De acordo com o relatório, embora cerca de 80% dos diretores afirmem que o seu conselho de administração tem uma compreensão muito clara das oportunidades estratégicas e dos riscos apresentados pela sustentabilidade, apenas 29% têm conhecimentos suficientes para desafiar ou monitorizar a sua implementação.
Existe também, em alguns casos, uma atitude onde os elementos relacionados com ESG representam pouco mais do que uma "checklist" a preencher, destaca o inquérito global realizado junto de 19 indústrias de 45 países. "Existe ainda uma dispersão entre visão de curto prazo, mais focada em analisar riscos, e visão estratégica, mais focada nas oportunidades que a sustentabilidade pode aportar às empresas. Em parte, esta visão é ditada pelas competências e conhecimentos dos "board members", que podem travar ou acelerar o desempenho das organizações que estão a servir", refere Stefano Salvatore, partner da Heidrick & Struggles, ao Negócios.

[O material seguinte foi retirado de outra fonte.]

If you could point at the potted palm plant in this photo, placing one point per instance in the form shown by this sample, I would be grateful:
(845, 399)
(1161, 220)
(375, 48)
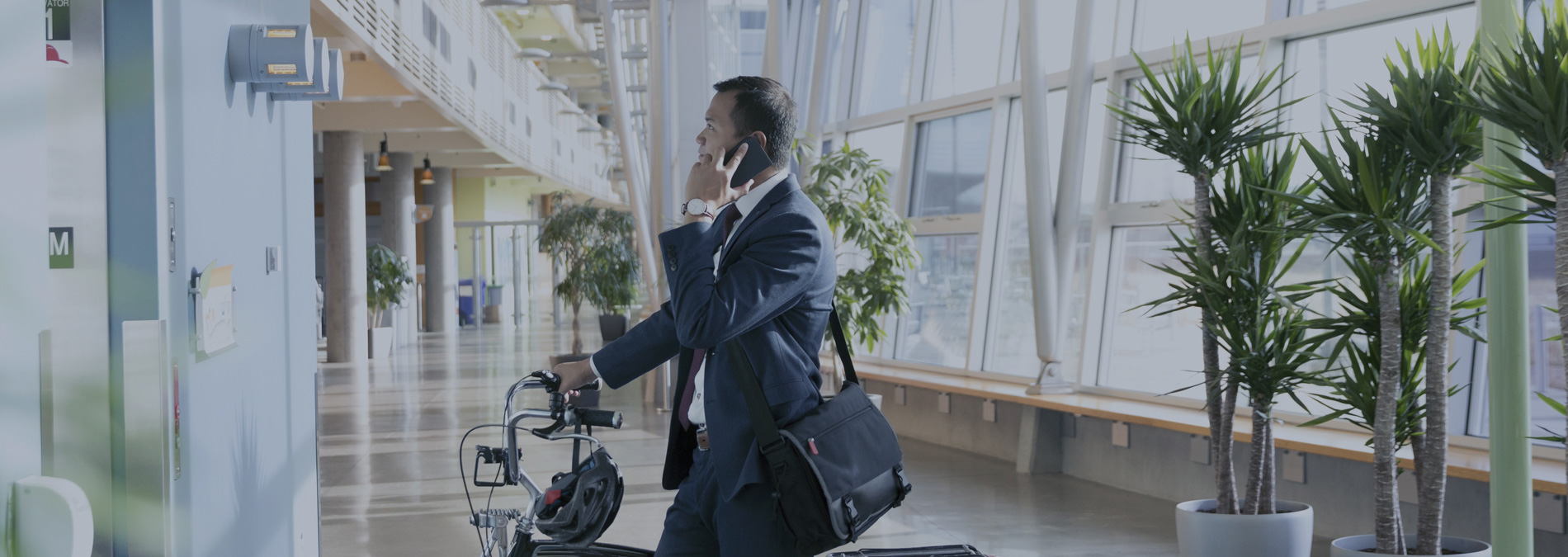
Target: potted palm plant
(1442, 139)
(612, 278)
(1203, 116)
(1524, 90)
(1372, 203)
(590, 245)
(874, 243)
(386, 276)
(1263, 328)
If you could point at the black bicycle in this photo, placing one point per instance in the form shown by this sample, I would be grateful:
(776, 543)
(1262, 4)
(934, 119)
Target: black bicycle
(580, 503)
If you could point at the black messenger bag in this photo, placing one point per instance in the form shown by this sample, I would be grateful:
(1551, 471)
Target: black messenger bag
(836, 470)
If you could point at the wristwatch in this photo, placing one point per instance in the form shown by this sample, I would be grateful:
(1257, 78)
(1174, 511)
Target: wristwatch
(697, 207)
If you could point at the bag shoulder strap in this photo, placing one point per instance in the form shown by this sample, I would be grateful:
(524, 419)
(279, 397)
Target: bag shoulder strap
(843, 346)
(756, 402)
(752, 388)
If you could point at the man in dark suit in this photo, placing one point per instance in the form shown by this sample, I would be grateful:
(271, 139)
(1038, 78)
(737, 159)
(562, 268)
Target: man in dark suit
(753, 264)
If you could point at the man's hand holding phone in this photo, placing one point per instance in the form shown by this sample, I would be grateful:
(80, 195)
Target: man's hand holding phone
(709, 179)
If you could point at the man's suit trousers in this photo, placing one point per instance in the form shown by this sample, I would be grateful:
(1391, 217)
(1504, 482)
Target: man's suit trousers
(703, 525)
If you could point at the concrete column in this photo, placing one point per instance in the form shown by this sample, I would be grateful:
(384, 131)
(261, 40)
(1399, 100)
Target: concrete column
(397, 233)
(441, 257)
(344, 206)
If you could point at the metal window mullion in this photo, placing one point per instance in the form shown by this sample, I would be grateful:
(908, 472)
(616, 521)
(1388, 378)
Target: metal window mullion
(853, 31)
(921, 55)
(989, 238)
(1099, 248)
(819, 85)
(999, 224)
(1010, 40)
(1070, 177)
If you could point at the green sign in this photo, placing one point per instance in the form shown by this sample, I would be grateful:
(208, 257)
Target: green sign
(62, 248)
(57, 19)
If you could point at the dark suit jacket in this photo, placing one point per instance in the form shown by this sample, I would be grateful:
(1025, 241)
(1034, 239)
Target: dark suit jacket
(773, 292)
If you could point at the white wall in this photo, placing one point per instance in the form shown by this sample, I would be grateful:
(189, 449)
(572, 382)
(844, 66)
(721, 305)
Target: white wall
(22, 248)
(240, 172)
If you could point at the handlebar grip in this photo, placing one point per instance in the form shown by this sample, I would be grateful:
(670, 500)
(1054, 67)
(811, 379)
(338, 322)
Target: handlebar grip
(599, 418)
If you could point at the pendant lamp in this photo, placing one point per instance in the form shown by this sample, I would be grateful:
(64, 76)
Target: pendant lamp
(427, 176)
(385, 162)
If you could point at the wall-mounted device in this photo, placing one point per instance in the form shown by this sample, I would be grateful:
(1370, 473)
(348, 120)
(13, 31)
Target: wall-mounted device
(333, 76)
(52, 517)
(308, 83)
(270, 54)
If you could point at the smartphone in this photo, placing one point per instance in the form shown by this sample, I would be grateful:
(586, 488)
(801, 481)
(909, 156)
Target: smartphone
(754, 163)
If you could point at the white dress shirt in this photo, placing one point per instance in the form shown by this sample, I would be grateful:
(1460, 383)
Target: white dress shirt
(745, 205)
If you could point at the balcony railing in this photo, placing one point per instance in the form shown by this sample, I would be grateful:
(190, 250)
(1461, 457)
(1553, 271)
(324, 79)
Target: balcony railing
(475, 35)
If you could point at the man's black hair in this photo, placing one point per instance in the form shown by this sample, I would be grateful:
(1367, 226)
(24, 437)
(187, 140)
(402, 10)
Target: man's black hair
(763, 106)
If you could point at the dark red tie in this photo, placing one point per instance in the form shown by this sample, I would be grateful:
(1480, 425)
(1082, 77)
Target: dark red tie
(730, 217)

O inquérito revela também que dois em três administradores consideram que a sustentabilidade tem pouco impacto no desempenho financeiro das empresas. Mais de metade dos diretores inquiridos afirmam que a sua principal motivação para incluir a sustentabilidade no conselho de administração é o facto de ser "a coisa certa a fazer" (52%) ou devido aos crescentes requisitos legislativos e regulamentares em matéria de sustentabilidade (51%). "Essas pressões são frequentemente positivas como alavancas para a mudança. Tanto as recomendações como as obrigações legais são sempre um motor muito forte, se não o mais poderoso, da transformação da empresa. O mesmo se aplica à pressão exercida pelos acionistas das empresas ou pelos grandes fundos de investimento", ressalta Stefano Salvatore.
Também o desempenho e a composição dos conselhos de administração são cada vez mais determinados por questões de sustentabilidade. Nesta linha, o estudo Board Monitor 2023 já havia revelado que 25% dos diretores que entraram para as empresas do PSI-20 no último ano têm experiência em sustentabilidade, em comparação com os 3% em 2022. Em 2021 nenhum dos novos administradores tinha qualquer experiência neste domínio.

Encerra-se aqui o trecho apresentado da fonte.